Today, Johnson Stock Farm has 600 cows, more than 7,000 acres of cropland and 3,500 acres of pasture. It is owned by Keith's son, Chris; his wife, Jennifer; and their children, Shaycee, Azlynn, Roegen and Georgiann; Keith's son, Jeremy, his wife, Lindsey, and their children, Brynlee, Brevin and Brody; and Keith and Becky. A young couple, Cody and Jenna Bratlie and their children, Wyatt and Stormy, also have 20 cows in the operation and work on the farm, as do Wayne's daughter, Rendi; her husband, Shane Ebach; and their daughter, Piper. Keith and Becky also have a daughter, Laura, who is married to Joel Foss and has two children, Brett and Alicia; they live in Hatton, N.D., and help out as needed.
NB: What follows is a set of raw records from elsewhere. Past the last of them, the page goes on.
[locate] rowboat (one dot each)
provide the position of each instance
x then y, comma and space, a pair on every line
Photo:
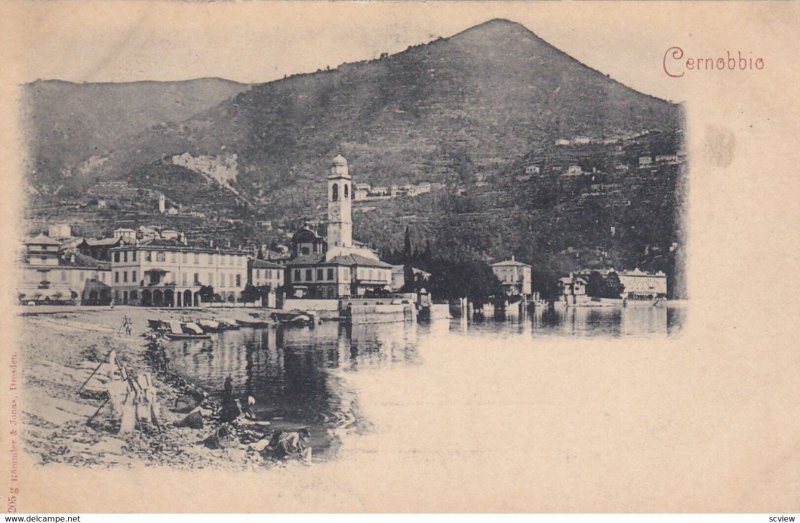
177, 332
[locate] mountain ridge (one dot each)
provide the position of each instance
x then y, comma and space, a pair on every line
466, 112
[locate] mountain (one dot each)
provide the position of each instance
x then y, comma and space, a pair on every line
69, 123
469, 112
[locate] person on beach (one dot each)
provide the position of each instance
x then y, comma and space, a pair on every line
230, 410
248, 409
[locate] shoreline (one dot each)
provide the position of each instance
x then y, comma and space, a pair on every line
61, 346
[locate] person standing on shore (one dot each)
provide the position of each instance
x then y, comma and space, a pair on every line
230, 411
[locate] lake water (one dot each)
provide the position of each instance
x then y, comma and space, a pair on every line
295, 373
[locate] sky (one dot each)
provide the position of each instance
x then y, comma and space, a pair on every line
249, 42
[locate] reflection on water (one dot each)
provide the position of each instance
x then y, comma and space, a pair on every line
288, 370
294, 372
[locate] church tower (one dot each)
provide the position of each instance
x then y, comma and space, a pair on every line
340, 198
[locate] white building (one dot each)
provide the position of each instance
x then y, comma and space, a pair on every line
643, 285
169, 274
335, 266
59, 230
515, 276
46, 276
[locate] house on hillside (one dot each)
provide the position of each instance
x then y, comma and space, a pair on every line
335, 266
515, 276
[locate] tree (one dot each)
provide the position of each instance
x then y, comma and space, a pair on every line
473, 279
206, 293
614, 288
595, 286
250, 293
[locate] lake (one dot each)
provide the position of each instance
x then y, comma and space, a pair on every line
296, 373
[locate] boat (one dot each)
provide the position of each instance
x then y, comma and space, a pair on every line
226, 324
293, 317
158, 325
254, 323
209, 325
177, 332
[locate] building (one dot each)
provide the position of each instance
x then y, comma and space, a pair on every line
515, 277
263, 273
638, 285
268, 277
46, 276
99, 249
643, 285
168, 273
362, 191
59, 230
399, 276
573, 288
335, 266
127, 235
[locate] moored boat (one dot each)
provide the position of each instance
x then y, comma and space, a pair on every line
177, 332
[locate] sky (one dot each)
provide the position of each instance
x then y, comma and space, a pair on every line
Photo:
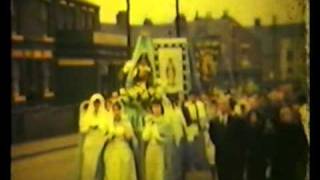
244, 11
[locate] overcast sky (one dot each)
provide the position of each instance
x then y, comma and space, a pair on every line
244, 11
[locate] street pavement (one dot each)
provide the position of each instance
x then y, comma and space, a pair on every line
59, 164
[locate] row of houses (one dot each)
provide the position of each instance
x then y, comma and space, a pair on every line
62, 53
273, 53
59, 58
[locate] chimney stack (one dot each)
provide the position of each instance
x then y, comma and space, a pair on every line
274, 20
257, 22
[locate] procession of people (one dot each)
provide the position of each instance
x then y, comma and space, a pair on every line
143, 133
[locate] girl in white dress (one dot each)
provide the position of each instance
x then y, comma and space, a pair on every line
118, 157
94, 126
154, 133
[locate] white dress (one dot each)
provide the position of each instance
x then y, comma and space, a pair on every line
154, 156
118, 156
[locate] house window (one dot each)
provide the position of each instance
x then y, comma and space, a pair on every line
290, 55
17, 74
69, 18
61, 17
89, 21
44, 15
47, 80
15, 77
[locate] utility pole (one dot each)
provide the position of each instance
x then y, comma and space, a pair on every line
128, 28
177, 18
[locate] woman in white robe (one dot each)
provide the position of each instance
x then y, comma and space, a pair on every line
94, 125
179, 126
118, 157
156, 133
82, 126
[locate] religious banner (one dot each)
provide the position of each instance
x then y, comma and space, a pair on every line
170, 68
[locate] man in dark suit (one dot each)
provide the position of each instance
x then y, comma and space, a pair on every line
227, 132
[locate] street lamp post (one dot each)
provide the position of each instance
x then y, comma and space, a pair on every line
128, 28
177, 18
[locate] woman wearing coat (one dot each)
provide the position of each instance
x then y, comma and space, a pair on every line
118, 156
94, 125
157, 134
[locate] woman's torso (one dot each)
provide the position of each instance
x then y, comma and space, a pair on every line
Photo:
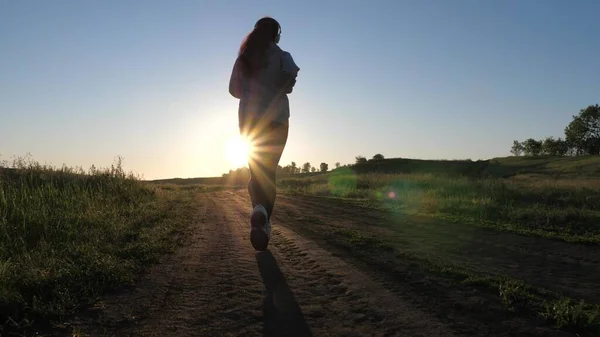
263, 96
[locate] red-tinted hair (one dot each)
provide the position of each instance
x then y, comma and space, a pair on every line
253, 49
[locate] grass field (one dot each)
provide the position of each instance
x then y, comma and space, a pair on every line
550, 197
68, 235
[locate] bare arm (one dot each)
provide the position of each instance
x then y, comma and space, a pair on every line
289, 72
235, 81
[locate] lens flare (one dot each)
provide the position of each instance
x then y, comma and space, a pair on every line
238, 150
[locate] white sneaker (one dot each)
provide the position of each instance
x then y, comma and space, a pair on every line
260, 228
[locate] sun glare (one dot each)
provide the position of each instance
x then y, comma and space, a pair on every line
237, 151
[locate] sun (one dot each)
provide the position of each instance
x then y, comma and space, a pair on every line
238, 150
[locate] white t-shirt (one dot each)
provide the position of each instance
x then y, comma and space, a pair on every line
265, 97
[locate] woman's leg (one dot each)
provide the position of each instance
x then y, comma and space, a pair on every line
269, 145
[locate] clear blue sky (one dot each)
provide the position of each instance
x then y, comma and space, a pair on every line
84, 81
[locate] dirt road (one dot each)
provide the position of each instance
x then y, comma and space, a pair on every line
217, 285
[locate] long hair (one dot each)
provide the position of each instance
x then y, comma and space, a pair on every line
253, 49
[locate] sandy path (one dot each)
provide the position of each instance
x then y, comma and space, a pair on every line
217, 285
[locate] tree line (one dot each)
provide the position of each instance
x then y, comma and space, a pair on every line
582, 137
243, 173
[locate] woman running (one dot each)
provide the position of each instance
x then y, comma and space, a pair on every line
262, 77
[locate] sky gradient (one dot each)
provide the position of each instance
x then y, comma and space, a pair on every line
83, 82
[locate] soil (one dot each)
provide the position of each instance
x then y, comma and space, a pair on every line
217, 285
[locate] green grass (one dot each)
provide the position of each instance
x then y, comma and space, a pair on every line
67, 236
514, 295
527, 196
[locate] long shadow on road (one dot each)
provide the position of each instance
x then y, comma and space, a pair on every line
282, 313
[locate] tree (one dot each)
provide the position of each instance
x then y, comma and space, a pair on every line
583, 133
517, 148
361, 160
532, 147
554, 147
306, 167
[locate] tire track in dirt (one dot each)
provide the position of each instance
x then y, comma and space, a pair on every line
402, 301
217, 285
336, 299
571, 269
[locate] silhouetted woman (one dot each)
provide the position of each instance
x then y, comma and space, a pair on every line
262, 76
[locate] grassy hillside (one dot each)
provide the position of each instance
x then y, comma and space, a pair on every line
66, 236
542, 166
551, 197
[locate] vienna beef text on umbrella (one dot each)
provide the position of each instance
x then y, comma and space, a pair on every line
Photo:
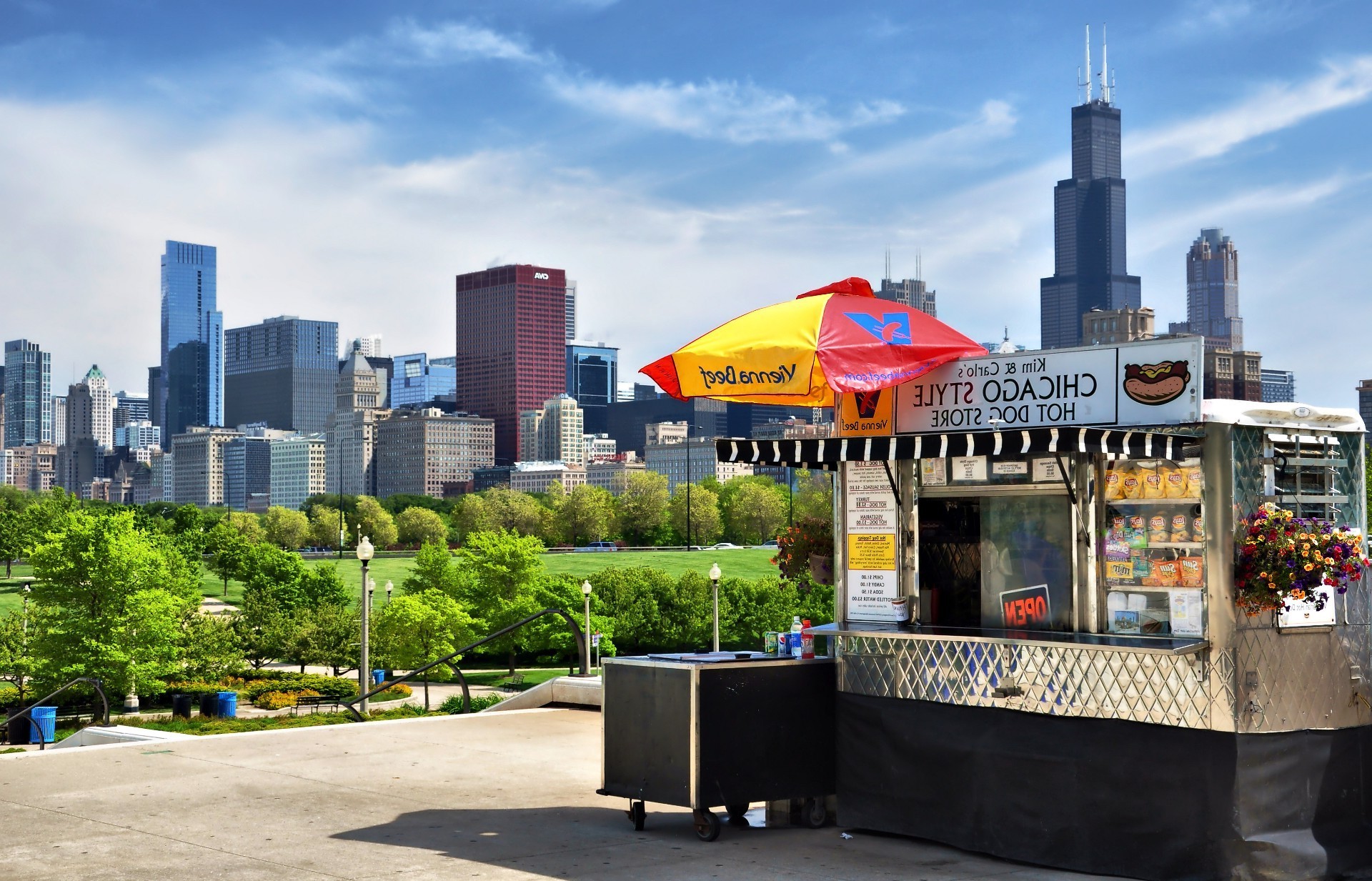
835, 339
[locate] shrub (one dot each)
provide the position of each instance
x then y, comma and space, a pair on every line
453, 705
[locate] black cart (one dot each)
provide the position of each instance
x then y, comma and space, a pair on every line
720, 730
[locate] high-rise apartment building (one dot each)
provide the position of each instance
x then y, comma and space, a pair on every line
1213, 292
571, 311
89, 409
59, 419
191, 379
198, 464
299, 469
511, 345
593, 379
426, 452
419, 380
28, 394
553, 434
352, 429
1088, 211
282, 372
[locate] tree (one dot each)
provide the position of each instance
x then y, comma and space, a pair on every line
114, 599
704, 515
585, 512
505, 567
324, 526
210, 648
417, 526
755, 509
434, 569
229, 552
642, 507
284, 527
374, 522
413, 630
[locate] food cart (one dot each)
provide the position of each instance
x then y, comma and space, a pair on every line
1076, 685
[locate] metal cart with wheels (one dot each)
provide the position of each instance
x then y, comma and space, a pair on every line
720, 730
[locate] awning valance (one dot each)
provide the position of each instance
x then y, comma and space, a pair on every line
825, 453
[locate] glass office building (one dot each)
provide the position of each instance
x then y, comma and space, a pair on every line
1088, 241
28, 394
191, 389
416, 380
593, 379
282, 374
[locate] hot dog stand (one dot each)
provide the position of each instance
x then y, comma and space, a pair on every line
1078, 687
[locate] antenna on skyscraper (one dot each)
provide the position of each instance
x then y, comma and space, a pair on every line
1087, 83
1105, 66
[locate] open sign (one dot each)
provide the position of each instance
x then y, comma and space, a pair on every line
1027, 607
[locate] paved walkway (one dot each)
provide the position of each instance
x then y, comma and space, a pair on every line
507, 796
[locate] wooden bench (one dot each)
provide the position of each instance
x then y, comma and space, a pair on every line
314, 702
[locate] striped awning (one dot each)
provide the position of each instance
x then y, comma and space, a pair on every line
825, 453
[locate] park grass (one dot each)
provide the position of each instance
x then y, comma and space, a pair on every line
742, 563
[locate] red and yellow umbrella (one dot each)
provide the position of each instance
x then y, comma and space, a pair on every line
835, 339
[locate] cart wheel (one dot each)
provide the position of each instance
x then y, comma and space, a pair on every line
707, 825
815, 812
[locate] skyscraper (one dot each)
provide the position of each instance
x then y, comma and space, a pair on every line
28, 394
191, 387
593, 379
511, 345
1088, 211
282, 372
1213, 292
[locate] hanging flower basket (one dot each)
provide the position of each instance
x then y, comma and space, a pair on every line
1283, 559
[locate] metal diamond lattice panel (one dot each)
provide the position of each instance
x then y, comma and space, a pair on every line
1051, 680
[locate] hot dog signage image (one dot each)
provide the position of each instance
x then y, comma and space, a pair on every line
1155, 383
1145, 383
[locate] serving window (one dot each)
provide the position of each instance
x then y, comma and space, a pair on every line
996, 544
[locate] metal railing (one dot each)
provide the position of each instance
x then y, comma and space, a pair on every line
41, 702
446, 659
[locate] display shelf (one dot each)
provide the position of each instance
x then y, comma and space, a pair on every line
1133, 502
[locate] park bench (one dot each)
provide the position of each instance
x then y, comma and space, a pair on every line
314, 702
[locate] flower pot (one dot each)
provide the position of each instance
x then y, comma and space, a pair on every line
822, 569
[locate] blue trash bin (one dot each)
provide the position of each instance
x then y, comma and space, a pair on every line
227, 705
43, 724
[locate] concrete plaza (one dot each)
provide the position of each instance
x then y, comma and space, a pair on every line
507, 796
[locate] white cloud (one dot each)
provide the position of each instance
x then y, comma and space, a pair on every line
718, 109
1269, 110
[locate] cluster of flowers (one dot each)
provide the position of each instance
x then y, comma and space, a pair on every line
1283, 557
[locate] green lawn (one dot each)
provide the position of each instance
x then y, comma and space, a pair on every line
742, 563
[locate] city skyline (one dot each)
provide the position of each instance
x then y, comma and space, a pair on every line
704, 162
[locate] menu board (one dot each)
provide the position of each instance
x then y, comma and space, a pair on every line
872, 519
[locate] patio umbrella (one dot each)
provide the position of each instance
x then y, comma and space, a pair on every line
835, 339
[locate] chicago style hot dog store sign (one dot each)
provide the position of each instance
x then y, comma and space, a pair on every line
1146, 383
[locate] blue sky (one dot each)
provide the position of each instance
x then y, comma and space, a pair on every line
684, 162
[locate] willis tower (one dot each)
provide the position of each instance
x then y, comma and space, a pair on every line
1088, 224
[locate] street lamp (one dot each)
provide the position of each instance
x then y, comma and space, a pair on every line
364, 553
586, 636
714, 578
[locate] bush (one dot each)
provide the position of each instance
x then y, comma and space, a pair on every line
453, 705
280, 700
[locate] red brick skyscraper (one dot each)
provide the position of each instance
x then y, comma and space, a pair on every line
511, 346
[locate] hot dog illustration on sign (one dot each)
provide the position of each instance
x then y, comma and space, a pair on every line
1155, 383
The Johnsons are committed to service to the cattle industry and their community. Among other positions, Keith served two terms on the NDSA board of directors and the NDSA brand board, and more than 20 years on the Central Livestock board. Chris is the local township clerk and a member of the Northwood Equity Elevator Board. Jeremy is a member of the Finley Farmers Elevator and Northwood Co-op Oil boards.
Johnson Stock Farm has existed for 46 years with the same name, but under a variety of family partnerships. Keith said it has allowed the Johnson legacy to continue for generations, and for individual family members to focus on their individual passions.
"I look forward to the future," Keith says. "I can only hope to live long enough to see some or all of my grandchildren become involved on the Johnson Stock Farm. That would be the sixth generation to have continuously owned cattle since 1889."
"I want to congratulate the entire Johnson family on their Rancher of the Year Award," said NDSA President Warren Zenker. "You'd be hard-pressed to find a closer-knit unit committed to the family and the work of the family business."